The plot is that it is the future and, surprise surprise, there are too many people and not enough resources. The world's solution? Sterilization? Euthanasia? Nope. They decide to kill off a generation by passing a law that forbids any births for the next thirty years. The body of the film takes place 8 years after the law is put on the books and already people are baby crazy. A woman, surprise surprise, really wants a baby, so she has one and then her and her husband have to hide it from the rest of the world.
I really liked this movie (apart from the fact that it is one of my main philosophies in life) because I think it is really creative.
First of all, this movie is totally where Chuck Palahniuk got his idea for "daytimers and nighttimers" in his book Rant. It is also where "Children of Men" gets it's ending and gloomy "end of the world" feel. Asides from being ripped off, this movie is great because I really like the way that they showed the world.

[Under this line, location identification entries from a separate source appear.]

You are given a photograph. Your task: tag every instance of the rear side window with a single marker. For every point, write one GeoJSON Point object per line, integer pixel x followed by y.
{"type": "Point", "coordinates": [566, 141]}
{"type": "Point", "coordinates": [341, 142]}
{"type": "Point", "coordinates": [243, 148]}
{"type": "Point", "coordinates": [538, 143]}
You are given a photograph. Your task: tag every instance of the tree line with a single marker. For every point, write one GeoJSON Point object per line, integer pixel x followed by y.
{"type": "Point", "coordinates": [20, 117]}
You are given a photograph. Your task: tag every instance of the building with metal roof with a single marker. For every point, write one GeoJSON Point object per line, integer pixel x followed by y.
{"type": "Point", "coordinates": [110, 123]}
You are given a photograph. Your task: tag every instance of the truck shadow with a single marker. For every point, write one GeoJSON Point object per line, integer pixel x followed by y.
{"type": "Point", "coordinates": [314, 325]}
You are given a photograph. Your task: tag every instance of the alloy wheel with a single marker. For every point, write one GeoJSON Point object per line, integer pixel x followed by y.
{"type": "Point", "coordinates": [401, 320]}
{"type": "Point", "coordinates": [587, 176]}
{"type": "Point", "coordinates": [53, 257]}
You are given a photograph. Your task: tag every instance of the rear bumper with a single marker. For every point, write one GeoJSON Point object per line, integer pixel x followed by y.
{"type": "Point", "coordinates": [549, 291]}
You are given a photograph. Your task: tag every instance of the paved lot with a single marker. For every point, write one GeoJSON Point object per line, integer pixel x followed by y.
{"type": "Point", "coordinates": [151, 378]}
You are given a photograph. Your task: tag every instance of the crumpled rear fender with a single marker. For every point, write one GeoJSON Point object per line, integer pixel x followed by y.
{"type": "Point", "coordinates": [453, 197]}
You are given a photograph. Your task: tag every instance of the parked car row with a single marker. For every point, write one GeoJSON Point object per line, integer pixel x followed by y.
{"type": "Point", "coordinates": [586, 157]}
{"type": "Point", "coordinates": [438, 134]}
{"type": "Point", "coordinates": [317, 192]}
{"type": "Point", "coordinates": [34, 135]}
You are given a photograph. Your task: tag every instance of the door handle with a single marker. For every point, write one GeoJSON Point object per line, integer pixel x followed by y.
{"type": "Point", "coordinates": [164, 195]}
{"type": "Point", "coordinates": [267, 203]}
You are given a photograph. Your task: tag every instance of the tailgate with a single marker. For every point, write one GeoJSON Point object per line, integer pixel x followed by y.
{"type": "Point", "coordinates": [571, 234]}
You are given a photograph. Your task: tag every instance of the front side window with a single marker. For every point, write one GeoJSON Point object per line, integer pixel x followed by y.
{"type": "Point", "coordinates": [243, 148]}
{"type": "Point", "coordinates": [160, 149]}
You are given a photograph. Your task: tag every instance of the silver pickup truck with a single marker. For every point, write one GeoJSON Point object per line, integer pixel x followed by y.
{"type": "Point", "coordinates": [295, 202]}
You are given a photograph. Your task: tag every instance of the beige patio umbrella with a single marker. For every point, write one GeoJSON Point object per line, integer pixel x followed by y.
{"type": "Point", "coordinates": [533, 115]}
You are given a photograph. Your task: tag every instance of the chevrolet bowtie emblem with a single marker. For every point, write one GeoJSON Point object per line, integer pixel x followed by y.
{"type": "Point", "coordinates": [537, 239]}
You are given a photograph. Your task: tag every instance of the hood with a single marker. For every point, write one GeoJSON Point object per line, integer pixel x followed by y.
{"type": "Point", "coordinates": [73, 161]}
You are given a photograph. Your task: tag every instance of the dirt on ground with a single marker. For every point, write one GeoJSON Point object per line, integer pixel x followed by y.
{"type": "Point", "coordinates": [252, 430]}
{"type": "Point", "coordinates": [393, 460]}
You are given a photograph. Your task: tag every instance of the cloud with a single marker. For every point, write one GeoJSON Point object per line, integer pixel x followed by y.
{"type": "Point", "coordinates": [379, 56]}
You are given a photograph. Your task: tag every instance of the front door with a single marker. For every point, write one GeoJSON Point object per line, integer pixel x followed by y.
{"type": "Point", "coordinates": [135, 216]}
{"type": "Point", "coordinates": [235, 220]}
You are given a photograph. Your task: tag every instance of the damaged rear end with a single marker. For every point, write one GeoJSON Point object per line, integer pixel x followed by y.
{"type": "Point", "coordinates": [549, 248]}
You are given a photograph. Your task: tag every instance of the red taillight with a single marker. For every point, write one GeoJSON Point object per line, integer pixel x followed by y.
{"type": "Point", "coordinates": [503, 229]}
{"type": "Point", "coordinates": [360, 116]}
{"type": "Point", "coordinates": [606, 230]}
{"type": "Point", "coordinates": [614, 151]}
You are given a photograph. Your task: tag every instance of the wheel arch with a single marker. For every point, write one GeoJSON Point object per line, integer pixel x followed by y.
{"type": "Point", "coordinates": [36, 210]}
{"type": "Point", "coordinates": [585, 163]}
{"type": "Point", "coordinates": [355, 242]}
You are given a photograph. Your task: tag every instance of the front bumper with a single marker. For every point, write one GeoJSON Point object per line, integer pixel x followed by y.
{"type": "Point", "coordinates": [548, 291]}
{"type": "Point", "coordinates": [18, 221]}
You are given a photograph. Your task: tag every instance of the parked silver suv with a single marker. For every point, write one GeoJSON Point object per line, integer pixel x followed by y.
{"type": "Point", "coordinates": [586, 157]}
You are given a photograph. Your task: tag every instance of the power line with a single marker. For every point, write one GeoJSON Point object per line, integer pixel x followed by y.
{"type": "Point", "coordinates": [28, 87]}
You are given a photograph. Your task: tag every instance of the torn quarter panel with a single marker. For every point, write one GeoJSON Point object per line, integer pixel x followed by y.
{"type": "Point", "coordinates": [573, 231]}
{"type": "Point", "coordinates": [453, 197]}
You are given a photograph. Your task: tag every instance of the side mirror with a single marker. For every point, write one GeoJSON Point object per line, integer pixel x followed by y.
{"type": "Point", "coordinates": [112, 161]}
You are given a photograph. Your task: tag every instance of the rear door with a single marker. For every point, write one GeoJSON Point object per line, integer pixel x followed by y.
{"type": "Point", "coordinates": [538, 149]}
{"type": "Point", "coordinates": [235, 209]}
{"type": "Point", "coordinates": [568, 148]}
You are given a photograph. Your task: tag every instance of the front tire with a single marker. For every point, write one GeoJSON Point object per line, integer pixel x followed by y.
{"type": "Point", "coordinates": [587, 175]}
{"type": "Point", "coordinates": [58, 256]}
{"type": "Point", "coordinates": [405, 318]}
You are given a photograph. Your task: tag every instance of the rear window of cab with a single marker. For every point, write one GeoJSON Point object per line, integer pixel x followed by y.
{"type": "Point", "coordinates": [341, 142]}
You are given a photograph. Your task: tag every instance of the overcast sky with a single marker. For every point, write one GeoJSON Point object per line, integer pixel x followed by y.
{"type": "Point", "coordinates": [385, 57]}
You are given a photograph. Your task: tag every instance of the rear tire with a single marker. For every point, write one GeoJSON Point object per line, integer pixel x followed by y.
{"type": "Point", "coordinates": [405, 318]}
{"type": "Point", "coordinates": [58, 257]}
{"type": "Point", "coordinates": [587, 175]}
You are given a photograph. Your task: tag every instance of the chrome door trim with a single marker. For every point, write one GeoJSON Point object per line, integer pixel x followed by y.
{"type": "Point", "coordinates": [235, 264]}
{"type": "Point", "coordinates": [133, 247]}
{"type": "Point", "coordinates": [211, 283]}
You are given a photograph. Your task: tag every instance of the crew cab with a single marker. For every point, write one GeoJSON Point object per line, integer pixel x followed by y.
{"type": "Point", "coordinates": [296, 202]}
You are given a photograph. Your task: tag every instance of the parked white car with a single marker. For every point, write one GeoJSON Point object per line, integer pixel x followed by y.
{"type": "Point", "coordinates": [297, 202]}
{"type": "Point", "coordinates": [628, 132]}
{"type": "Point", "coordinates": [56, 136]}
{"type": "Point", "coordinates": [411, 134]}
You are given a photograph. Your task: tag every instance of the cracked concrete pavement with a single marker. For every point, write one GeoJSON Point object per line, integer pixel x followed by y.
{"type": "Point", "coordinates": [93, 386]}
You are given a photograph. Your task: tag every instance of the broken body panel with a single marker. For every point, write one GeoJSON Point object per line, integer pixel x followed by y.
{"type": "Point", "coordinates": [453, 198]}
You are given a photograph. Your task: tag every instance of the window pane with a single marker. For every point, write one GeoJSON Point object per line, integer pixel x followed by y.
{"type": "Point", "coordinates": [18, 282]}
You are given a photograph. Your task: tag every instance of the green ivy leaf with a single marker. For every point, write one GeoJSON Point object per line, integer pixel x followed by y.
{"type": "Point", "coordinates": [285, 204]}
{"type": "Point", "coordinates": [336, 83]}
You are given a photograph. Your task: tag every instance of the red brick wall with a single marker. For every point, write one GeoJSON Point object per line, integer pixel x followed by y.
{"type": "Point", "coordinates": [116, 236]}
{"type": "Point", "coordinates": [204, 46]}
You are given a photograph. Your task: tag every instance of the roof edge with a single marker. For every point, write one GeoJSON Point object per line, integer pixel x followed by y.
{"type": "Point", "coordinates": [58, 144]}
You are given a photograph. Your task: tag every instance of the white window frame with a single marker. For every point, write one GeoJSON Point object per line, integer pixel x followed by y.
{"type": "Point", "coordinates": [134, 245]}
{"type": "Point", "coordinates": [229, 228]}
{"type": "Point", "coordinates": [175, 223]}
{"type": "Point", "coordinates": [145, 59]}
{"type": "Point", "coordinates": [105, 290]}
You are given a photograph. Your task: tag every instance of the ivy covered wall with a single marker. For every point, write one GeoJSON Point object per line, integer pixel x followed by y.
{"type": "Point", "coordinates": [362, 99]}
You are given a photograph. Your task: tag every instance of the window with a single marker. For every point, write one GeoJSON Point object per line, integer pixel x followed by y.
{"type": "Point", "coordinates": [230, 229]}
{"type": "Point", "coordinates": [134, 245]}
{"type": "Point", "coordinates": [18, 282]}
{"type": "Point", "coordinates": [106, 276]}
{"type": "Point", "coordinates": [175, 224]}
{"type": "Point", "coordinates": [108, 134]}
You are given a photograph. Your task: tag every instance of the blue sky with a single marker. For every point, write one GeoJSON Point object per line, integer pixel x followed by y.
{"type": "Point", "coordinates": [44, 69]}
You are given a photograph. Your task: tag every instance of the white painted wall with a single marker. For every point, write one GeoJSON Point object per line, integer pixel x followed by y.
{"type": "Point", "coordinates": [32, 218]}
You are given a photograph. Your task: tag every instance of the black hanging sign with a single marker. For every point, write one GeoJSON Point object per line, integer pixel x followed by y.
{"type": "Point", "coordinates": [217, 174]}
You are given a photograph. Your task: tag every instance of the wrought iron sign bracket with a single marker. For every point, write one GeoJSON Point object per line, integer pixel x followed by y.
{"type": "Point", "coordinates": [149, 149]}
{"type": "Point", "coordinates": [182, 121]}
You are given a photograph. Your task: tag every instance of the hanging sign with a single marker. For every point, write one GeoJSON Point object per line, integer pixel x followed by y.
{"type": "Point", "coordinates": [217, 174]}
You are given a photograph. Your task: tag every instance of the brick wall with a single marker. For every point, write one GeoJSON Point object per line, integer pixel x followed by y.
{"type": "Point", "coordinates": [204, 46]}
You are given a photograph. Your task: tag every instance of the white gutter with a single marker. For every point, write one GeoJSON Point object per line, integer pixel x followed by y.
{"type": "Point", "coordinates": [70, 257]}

There are no trees. There are no animals. You can't breathe the air and you can't see anything because the smog is out of control. The crime of birth is the highest crime and the sentence is death by suffocation for the mother, father and baby. They lower this dome over you and slowly suffocate you, giving you 12 hours to think about what you have done. There are these abortion machines in the bathroom that the women use after they have sex. People adopt the scariest My Buddy/Chuckie Doll robot things. The museums are really shitty and you pretty much only get to go once in your life. The museum is filled with shoddily taxidermied animals (mostly pets or livestock), some plants (about 5 square feet of them) and the museum's main focus. How people lived back in the day (the 70's). You can see what dentists did, how people used to pump gas and drive cars and how we use to shove our faces full of food! There are no books, no music, and you go to the library to watch videos. Old people live in their own designated area, and I'm sure I'm forgetting a lot, but it's pretty thorough in it's bleakness.
But this movie isn't perfect. It has all of the 70's future dystopian society standbys such as:
People eating "food" out of tubes that look like toothpaste
The always present and ever incessant "big brother" monitoring device in the sky
Everyone rocks a one piece uni-tard jumpsuit thing with a Nauru collar.
And my favorite part of all movies like this, the 1960's "futuristic" furniture that everyone owned back then. I also found the movie to be a bit lazy in the fact that everything from the museum was from the 70's. Like the world just went from "shag carpeting and bell bottoms" to "we cant breathe and there is no food". I think they could have been a little more creative and tried to fill in the gaps instead of stopping with what they already knew.
As I watched the movie all I was thinking "would a world without kids be so bad?".